El Instituto de Competitividad de ADEN presentó su más reciente informe sobre el desempeño competitivo de América Latina, correspondiente a la estimación 2025. El ranking, elaborado a partir de 125 variables distribuidas en diez aspectos clave —desde infraestructura hasta acceso a la tecnología— ubica a Chile como el país más competitivo de la región, seguido por Uruguay, Costa Rica y Panamá. En esta edición, México completa el top cinco, aunque con una caída en su puntuación que lo acerca cada vez más a Brasil.

Perú, por su parte, forma parte de un grupo de países con desempeño medio, junto con Argentina, Brasil, Colombia y República Dominicana. Este bloque ha registrado avances relativos en rubros como infraestructura, educación y aspectos institucionales, aunque aún enfrenta desafíos para posicionarse más arriba en la tabla.
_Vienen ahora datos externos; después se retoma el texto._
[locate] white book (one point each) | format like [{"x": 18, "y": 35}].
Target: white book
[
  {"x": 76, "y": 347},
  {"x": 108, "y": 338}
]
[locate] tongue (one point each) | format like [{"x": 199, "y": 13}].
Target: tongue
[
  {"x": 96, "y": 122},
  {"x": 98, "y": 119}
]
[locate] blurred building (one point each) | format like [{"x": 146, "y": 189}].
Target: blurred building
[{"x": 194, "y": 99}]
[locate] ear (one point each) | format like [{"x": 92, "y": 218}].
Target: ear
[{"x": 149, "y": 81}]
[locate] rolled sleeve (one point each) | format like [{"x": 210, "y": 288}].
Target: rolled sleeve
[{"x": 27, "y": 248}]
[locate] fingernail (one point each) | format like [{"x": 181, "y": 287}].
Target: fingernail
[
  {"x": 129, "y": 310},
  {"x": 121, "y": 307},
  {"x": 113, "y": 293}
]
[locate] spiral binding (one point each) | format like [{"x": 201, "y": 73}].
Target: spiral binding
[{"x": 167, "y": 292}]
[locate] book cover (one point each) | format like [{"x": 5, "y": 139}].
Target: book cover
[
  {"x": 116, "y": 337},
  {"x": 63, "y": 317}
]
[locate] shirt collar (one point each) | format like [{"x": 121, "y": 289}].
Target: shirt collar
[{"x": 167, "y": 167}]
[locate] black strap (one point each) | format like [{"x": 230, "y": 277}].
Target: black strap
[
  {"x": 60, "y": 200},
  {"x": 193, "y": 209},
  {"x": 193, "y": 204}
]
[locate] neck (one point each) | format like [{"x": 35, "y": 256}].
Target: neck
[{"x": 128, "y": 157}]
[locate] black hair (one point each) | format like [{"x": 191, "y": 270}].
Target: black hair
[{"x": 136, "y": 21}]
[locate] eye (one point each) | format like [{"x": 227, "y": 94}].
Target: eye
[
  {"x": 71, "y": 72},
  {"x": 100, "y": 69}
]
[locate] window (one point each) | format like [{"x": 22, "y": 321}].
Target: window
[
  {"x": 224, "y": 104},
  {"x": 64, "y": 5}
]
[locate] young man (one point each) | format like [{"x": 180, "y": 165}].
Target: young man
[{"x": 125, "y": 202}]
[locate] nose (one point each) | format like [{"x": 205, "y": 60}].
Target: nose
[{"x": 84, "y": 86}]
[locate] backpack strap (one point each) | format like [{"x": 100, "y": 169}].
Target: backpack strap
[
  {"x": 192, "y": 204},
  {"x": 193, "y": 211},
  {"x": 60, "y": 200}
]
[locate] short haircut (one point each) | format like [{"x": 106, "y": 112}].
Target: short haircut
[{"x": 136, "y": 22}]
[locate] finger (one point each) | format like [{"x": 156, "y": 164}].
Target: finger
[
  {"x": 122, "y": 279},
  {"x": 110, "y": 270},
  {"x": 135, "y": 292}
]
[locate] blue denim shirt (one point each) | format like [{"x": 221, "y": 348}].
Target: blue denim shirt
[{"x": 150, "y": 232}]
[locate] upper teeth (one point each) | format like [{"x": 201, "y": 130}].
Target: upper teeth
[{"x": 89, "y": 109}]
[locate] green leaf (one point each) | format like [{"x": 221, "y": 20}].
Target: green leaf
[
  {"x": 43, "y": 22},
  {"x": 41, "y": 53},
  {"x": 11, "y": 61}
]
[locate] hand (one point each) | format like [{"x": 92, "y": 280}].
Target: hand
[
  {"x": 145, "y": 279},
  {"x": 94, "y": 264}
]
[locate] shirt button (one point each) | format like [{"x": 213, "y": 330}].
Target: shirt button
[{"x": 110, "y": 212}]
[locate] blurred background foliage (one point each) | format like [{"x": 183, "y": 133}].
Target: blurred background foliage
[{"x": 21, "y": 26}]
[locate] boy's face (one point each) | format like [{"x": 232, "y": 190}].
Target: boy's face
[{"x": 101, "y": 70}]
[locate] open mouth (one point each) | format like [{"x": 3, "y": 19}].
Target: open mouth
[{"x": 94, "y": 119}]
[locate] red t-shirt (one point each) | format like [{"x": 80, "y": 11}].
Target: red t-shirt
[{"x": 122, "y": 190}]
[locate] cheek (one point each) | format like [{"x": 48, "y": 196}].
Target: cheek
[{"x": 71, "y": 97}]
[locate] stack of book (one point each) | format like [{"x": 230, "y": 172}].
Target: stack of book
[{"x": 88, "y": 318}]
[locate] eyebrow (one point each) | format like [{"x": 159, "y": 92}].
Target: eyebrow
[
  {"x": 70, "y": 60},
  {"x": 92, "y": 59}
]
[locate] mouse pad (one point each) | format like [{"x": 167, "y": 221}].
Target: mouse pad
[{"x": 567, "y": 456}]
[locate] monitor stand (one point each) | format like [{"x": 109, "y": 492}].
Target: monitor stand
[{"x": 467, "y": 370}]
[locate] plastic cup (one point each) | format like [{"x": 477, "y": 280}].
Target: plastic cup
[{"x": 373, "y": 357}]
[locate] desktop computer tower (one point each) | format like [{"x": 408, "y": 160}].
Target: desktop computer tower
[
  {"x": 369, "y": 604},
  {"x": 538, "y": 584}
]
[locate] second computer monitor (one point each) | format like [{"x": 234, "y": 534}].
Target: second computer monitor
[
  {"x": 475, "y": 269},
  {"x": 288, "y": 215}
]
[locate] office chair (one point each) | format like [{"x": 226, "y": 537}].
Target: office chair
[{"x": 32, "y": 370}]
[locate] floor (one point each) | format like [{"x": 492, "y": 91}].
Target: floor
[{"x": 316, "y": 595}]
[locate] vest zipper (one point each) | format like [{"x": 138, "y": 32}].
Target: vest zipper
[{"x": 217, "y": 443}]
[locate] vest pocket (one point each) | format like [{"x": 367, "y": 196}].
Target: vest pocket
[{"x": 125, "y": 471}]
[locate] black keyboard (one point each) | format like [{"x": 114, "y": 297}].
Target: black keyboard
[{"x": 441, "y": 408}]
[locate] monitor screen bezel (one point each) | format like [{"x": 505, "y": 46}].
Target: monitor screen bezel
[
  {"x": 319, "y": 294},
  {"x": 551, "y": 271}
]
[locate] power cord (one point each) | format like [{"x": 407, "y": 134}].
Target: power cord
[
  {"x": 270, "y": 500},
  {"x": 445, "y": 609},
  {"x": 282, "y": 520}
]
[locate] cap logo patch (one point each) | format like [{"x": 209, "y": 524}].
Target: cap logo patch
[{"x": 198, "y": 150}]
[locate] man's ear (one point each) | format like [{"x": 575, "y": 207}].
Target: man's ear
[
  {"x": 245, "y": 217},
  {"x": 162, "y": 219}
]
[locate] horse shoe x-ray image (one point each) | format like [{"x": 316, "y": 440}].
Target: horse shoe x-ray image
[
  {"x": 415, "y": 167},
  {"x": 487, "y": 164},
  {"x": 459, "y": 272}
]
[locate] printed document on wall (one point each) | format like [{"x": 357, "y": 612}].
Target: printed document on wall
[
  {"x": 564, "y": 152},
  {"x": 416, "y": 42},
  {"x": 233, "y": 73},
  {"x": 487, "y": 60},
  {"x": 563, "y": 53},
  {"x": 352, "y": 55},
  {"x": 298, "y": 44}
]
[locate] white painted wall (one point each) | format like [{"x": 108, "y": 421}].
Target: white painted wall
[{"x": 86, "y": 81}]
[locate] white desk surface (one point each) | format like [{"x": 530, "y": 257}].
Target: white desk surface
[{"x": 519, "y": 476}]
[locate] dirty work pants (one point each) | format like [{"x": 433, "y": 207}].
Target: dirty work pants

La radiografía de la competitividad regional

El ranking de ADEN no solo mide el nivel de desarrollo económico, sino también la capacidad de cada sociedad para mejorar su bienestar frente a una economía globalizada. Para ello, analiza diez factores clave: cobertura de necesidades básicas, aspectos institucionales, infraestructura, estabilidad macroeconómica, salud, educación, expectativas de la población, competencia en los mercados, eficiencia en las relaciones laborales y acceso a la tecnología.

En este sentido, los países más consistentes en sus resultados no son necesariamente los más grandes o con más recursos, sino aquellos que han logrado combinar políticas estables, inversión en capital humano y un entorno institucional sólido.

Chile lidera el ranking regional gracias a sus buenos resultados en salud, educación, infraestructura y tecnología. Uruguay se destaca por sus avances en necesidades básicas e institucionalidad, mientras que Costa Rica y Panamá muestran buenos desempeños en varios rubros, particularmente en recuperación postpandemia. México, a pesar de su retroceso en comparación con mediciones previas, sobresale por su estabilidad macroeconómica.

Perú: eficiencia laboral, pero desafíos persistentes

El caso peruano llama la atención por su sólido liderazgo en eficiencia en relaciones laborales, rubro que encabeza desde 2014. Sin embargo, esto no se ha traducido en un salto significativo en el ranking general, donde continúa en la franja media. Según el informe, Perú debe mejorar en aspectos institucionales y tecnológicos si quiere escalar posiciones. Su puntaje ha sido relativamente estable desde 2012, lo que refleja cierta dificultad para introducir cambios estructurales sostenidos.

América Latina: luces y sombras en la evolución competitiva

Si se compara el desempeño regional entre 2012 y 2025, el informe destaca avances notorios en países como República Dominicana, Uruguay, Costa Rica, Paraguay y Bolivia. Este último, por ejemplo, logró salir del fondo de la tabla gracias a mejoras en su puntuación general. En el extremo opuesto, Venezuela sigue rezagada, afectada por su grave inestabilidad macroeconómica y debilidad institucional.

México, Brasil, Colombia, Ecuador y Panamá han perdido terreno desde sus mejores años, acercándose al promedio regional. Esta tendencia podría explicarse, en parte, por problemas estructurales y por una competencia regional cada vez más reñida.

Disparidades y convergencias

La desagregación de los resultados revela brechas significativas entre países. Mientras la educación y la eficiencia laboral muestran una relativa homogeneidad, otros aspectos como acceso a tecnología, competencia en los mercados e institucionalidad reflejan profundas desigualdades.

Chile, Uruguay y Panamá siguen siendo referentes en varios de estos rubros, mientras que otros países deberán observar más de cerca sus modelos si desean reducir distancias y avanzar en una economía cada vez más interdependiente.